Abstract

The youth unemployment rate in Malaysia is three times higher than the total population. Unemployment among youth can have negative effects on the economy and social landscape if not curbed. It is widely accepted that entrepreneurship is capable to reduce unemployment rate as well as stimulate economic growth. However, new business entry in Malaysia has stagnated in the past 10 years and remained lower than the OECD average. Access to financing is one of the most prominent challenges facing by SMEs. The situation becomes worse for youth entrepreneurs as they are considered high risk profile and unable to secure financing especially from financial institutions.
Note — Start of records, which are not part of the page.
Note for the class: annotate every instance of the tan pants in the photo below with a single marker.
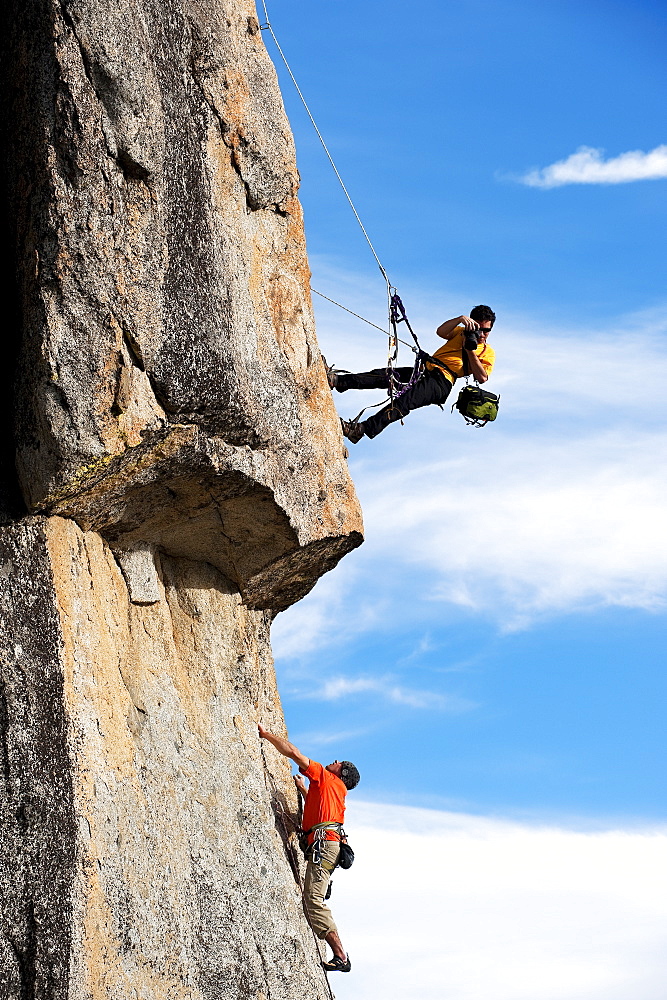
(315, 887)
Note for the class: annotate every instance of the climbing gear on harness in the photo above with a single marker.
(336, 964)
(319, 832)
(346, 856)
(477, 406)
(332, 373)
(352, 429)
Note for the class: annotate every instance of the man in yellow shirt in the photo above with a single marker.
(434, 386)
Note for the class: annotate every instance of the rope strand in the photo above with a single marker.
(267, 26)
(362, 318)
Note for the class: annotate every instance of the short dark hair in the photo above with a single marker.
(349, 774)
(483, 313)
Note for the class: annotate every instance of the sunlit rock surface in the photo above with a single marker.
(173, 475)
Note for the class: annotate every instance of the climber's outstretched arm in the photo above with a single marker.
(286, 748)
(447, 329)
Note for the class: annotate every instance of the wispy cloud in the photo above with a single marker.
(472, 908)
(588, 166)
(386, 687)
(552, 510)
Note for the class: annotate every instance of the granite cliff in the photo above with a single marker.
(172, 476)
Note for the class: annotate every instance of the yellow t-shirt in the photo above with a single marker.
(450, 355)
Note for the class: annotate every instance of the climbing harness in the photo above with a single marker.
(294, 862)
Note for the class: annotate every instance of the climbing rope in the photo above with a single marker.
(357, 316)
(267, 26)
(395, 306)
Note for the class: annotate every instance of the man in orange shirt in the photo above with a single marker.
(434, 386)
(323, 816)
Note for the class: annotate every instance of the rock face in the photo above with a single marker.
(175, 477)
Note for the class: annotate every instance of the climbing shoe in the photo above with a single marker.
(337, 964)
(352, 430)
(332, 374)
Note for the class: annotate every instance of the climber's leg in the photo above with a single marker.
(315, 887)
(432, 387)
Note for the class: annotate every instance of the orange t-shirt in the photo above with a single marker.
(325, 801)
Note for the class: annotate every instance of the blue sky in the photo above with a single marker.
(494, 652)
A survey by Khazanah Research Institute highlighted that only 6% of youth entrepreneurs in Malaysia are getting financing from financial institutions even though financial institutions are considered as predominant source of funds to SMEs. This study aims to understand the challenges facing youth entrepreneurs in Malaysia in accessing financing from financial institutions. In line with the present aims, an attempt is made to identify sources of financing used by youth entrepreneurs, challenges encountered in accessing financing and reasons for not applying for financing. The findings are based on a sample of 260 youth entrepreneurs in Malaysia through questionnaires. The results revealed that youth entrepreneurs use informal financing sources like personal savings. The most pressing problem among youth entrepreneurs who had experiences in accessing financing assistance from financial institutions is lack of track records while interest rate is the main reason for youth entrepreneurs who never had experience in accessing financing assistance from financial institutions.